As with any precise task that uses a specialized tool for its accomplishment, spray painting of automobiles has developed a terminology of its own to ensure that precise information about how to carry out various painting operations can be transmitted easily from one person another. The absence of a specialized terminology usually has the effective making explanations long-winded and vague, so it pays at this point to memorize a few terms used to describe the different parts of the spray gun and spraying equipment. The vocabulary is mostly straightforward and easy to recall.

  • The handle is the pistol grip that your hand wraps around to hold the spray gun while you use it. The air hose connects to the bottom of the handle, and an air passage runs through the handle and up into the workings of the gun. The trigger of the gun is also part of the handle assembly.
  • Two knobs above the handle on the back end of the spray gun are the air-adjusting knob, also known as the air micrometer, and the paint-adjusting knob, which also goes by the name of the material control. These two knobs can be turned by the operator to add more or less air and more or less paint flow to the spray.
  • A long, slender valve inside the spray gun is known as the paint needle valve. This is controlled directly by the paint-adjusting knob or material control, and regulates the flow of paint out of the nozzle. There is a second needle valve, the air needle valve, which changes the air flow when the air micrometer is adjusted. The exact arrangement of these needle valves is determined by the manufacturer’s specific design.

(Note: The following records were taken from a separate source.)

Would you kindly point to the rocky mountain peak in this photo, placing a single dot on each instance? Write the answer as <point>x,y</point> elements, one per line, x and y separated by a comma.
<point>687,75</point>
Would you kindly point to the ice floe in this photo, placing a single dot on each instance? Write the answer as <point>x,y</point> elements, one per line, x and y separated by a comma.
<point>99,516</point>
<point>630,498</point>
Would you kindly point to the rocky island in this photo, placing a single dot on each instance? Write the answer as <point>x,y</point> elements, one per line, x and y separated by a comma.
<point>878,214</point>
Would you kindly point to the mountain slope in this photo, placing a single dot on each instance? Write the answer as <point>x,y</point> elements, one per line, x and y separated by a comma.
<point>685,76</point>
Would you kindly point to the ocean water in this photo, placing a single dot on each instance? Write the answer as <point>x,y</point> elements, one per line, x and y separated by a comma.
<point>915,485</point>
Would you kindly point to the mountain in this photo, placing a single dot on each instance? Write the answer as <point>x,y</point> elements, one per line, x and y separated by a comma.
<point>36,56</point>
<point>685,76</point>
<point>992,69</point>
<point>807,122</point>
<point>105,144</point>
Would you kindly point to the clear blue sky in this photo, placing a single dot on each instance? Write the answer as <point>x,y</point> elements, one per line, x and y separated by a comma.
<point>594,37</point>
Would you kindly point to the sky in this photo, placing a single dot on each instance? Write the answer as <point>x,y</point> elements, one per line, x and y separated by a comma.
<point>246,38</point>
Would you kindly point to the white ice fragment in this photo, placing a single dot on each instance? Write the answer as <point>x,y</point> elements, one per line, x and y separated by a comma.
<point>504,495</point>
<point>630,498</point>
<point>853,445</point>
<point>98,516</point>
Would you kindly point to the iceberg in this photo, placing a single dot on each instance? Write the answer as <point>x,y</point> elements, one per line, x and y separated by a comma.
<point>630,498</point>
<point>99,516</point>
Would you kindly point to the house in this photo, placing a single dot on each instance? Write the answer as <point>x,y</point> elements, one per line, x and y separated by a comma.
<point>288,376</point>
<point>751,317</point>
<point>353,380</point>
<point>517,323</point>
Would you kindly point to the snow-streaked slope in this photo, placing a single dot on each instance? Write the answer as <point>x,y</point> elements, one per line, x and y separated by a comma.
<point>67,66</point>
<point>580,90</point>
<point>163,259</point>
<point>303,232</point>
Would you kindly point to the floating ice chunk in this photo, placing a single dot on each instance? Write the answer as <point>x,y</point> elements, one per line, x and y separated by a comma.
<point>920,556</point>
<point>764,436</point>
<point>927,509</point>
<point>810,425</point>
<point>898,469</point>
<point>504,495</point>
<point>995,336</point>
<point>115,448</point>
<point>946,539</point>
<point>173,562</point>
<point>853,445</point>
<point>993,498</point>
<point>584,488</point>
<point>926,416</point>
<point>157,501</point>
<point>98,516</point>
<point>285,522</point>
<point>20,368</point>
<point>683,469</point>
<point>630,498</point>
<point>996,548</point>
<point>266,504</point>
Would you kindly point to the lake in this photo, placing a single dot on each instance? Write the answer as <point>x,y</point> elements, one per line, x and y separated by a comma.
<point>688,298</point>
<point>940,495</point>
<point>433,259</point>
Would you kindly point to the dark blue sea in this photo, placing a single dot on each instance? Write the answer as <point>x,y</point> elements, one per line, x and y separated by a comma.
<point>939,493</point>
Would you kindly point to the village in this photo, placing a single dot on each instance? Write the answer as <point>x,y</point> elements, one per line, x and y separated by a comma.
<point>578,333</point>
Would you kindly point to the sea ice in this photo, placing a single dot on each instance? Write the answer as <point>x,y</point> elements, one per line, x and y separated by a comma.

  • The front end of the spray gun is known as the nozzle, while the round, often brass, cap at the very tip of the device is the air cap, which is held on by the air cap retainer. This has a central orifice where the paint emerges, and two flanking orifices that produce thin jets of air parallel to the central orifice. There are also two wing ports, also called horn ports, which are small air orifices mounted on jutting wings or horns on the air cap, so that their jets of pressurized air are directed diagonally into the stream of paint, just a small distance beyond the main orifice.
  • The paint is held in a paint cup – occasionally known by other names, but mostly by this title. The paint cup can be mounted above or below the nozzle, depending on whether the spray gun is a regular or an HVLP model. Regular paint cups have a special vent port through which air is sucked into the cup while paint is sucked out upwards, while HVLP paint cups are designed to maximize their gravity feed efficiency.